Kudos to the tri-agency Networks of Centres of Excellence (NCE) for finally doing the right thing and offering the prospect of renewed support to deserving networks beyond the current funding limits of three, five-year terms. Pushback against the NCE sunset clause is not new. In fact, the issue has reared up repeatedly over the years as successful networks lamented that a lack of core funding would stifle their ability to contribute to research and innovation.

The latest NCE competition removed the sunset clause for the first time, although the Stem Cell Network (SCN) found a solution by bypassing the NCE’s standard competition and peer review and going directly to government for more funding. AUTO 21 was not so fortunate, finally closing its doors in 2016 after a 15-year run.

And ArcticNet, arguably one of the most high-profile and influential NCEs, was facing termination prior to the latest competition — a fate that could now be avoided if it succeeds in competing for scarce NCE funds to expand its sphere of R&D, and impact, both socially and geographically.

After accepting the inevitable, AUTO21 scientific director and CEO, Dr Peter Frise characterized the sunset clause as illogical and inexplicable, arguing that Canada needs to “scale up successful NCEs and do it at an important level … Don’t shut it down regardless of impact”.

The opportunity to remove the sunset clause was strengthened when Science minister Kirsty Duncan raised the issue at a House standing committee. Referring to the SCN and the review of fundamental science, Duncan asked: “Is there something that needs to be available afterwards?”

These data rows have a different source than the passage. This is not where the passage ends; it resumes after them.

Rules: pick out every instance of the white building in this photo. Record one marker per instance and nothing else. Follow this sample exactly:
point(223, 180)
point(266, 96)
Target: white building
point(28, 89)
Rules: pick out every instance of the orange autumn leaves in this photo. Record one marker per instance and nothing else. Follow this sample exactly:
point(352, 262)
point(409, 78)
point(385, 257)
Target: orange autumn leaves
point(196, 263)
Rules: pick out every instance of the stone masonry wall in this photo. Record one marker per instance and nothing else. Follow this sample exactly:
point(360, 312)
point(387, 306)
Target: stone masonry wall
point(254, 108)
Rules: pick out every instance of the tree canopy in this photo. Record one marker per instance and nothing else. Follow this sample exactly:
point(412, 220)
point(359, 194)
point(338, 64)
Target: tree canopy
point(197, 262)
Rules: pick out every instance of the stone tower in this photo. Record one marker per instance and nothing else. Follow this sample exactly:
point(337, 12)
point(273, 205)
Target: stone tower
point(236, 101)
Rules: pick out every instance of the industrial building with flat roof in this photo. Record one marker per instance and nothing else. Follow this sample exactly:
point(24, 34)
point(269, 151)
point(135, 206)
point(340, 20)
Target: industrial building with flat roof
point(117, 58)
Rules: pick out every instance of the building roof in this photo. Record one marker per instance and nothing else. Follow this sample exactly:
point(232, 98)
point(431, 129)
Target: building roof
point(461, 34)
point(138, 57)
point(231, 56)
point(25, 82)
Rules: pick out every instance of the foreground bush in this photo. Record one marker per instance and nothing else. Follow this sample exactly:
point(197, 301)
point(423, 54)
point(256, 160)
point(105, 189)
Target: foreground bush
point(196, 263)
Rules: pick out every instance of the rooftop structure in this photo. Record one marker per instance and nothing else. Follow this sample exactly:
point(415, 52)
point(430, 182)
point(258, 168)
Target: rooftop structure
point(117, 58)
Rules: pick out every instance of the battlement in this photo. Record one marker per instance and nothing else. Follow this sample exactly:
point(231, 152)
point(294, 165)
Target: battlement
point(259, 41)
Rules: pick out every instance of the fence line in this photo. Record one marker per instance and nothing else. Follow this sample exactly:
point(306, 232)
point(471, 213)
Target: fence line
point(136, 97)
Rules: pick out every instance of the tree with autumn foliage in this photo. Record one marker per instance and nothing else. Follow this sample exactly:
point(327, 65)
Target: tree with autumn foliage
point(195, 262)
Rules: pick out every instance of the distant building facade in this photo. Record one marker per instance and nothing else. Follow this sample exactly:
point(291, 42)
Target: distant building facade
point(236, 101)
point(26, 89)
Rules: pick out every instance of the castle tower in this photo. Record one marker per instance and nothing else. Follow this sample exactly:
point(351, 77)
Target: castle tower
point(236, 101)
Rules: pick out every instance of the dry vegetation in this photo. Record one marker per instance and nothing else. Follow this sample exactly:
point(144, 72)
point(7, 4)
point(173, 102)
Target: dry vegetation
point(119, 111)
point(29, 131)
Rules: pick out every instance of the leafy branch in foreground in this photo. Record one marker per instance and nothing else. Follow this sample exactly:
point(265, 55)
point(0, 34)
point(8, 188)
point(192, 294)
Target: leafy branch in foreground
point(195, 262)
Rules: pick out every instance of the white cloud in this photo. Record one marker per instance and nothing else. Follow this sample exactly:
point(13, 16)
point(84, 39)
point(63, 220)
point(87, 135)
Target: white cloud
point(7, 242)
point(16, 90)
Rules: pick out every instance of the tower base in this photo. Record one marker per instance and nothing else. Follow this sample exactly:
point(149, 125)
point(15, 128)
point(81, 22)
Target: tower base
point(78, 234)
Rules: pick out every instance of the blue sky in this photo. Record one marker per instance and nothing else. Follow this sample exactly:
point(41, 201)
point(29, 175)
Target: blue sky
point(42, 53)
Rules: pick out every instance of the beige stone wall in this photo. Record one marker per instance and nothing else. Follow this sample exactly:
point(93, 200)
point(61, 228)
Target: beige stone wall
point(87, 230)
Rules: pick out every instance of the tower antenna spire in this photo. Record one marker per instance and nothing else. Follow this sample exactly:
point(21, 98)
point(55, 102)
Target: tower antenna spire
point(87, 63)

For nearly three decades, the NCE program has been a remarkable force for collaborative research in areas of critical social and economic performance. Successful networks will now have the opportunity to continue with their good work as long as they meet the program’s criteria and pass muster in a rigorous peer review.

Let’s hope this change is sufficient to support these critical national resources. Like Humpty Dumpty, they won’t be so easy to put back together after they’ve broken apart.